Likeness: I love the head sculpt. That’s immediately recognizable as Paul Bearer right down to the slight sneer and bags under the eyes. We’ve seen this repeatedly with the wrestlers having idealized bodies and that carries over to Paul as well.
I’m not sure Percy Pringle was ever this slim while playing Paul Bearer. But making a wider suit body probably wasn’t very cost efficient. The jacket portion looks better as it has a decent amount of girth, but Paul is wearing skinny slacks that kill the wide body illusion.
Paul’s ‘signature’ pose was clasping his hands or holding the urn. This was probably a good time for Mattel to use the wider open hands. If nothing else, he would have been able to hold the urn.
Scale: At 5’11” Paul Bearer wasn’t that short, but he’d still be looking up at the 6’10” Undertaker and 7’ Kane. That should put Bearer at Kane’s shoulders. The figure is just a little taller than he should be, but the scale is close enough.
Paint: There’s not a lot of paint work required here. Paul wore a black suit and tie. The most intricate paint work is on the head with the black around the eyes. What’s here is solid, but it’s definitely not all that remarkable.
Articulation: Paul gets the standard Elite suit body articulation. He wasn’t the most physically involved manager so this figure covers everything I’d need.
Paul Bearer has:
- ball-jointed shoulders
- wrist hinge
- knee (double-jointed)
Accessories: Despite being a Build a Figure, Paul Bearer does come with an accessory. It’s The Undertaker’s urn. There’s nothing particularly exciting about it and you have to position it just right to sit in Bearer’s arms, but this is an accessory that definitely needed to be included. It’s just a real boneheaded move not to have hands for him to hold it.
Worth it? Paul Bearer is clocking around $40 to $55 right now.
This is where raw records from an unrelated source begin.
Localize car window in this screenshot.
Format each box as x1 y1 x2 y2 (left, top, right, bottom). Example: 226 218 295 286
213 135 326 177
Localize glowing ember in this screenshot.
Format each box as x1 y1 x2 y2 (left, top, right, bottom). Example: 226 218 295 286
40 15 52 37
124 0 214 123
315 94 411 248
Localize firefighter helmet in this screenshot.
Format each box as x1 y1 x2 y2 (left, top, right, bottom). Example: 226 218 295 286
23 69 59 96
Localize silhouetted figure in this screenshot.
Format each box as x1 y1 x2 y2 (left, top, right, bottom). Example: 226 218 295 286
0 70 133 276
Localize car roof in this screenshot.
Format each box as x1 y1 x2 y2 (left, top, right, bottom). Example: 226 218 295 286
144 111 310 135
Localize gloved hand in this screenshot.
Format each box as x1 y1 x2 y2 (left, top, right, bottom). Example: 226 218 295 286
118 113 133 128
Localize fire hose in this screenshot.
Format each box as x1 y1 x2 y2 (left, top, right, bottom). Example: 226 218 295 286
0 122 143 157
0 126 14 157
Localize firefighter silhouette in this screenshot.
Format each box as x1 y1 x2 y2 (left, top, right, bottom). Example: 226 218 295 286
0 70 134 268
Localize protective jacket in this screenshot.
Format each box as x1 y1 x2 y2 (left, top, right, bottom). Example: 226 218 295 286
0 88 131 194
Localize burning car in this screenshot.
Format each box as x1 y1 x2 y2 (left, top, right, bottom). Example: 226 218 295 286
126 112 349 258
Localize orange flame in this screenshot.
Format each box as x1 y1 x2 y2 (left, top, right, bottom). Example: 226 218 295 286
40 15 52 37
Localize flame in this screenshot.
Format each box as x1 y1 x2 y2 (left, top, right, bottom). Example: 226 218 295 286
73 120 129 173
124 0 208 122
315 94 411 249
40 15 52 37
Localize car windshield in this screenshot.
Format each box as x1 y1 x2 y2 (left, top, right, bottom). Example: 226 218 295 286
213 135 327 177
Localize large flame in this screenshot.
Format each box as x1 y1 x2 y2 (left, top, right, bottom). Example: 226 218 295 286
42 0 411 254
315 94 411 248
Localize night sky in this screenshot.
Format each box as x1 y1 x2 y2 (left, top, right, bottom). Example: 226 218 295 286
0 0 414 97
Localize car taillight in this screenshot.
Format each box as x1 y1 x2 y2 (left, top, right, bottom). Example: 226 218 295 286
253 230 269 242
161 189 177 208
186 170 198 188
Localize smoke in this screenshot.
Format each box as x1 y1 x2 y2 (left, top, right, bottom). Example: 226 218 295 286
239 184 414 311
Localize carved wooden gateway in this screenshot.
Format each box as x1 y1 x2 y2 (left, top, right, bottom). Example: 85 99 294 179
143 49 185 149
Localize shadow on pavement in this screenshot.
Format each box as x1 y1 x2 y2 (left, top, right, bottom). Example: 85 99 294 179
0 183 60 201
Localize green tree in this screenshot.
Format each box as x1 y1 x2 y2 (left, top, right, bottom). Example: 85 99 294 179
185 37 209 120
In terms of value, that’s not awesome and it’s paying a premium price essentially for a head.
Rating: 7 out of 10
While I don’t have buyer’s remorse since Paul was a pivotal manager in the 90s, this figure isn’t all that special. Coupled with the hoops to get him and less than accurate body, Paul isn’t worth the BAF price for all but the hardcore fans.
Where to get it? Wal-Mart was pretty terrible in terms of stocking this wave so eBay was the best resort. That’s the main way to get him now, but at least you’ll be spared the frustration of not finding all the pieces in stores.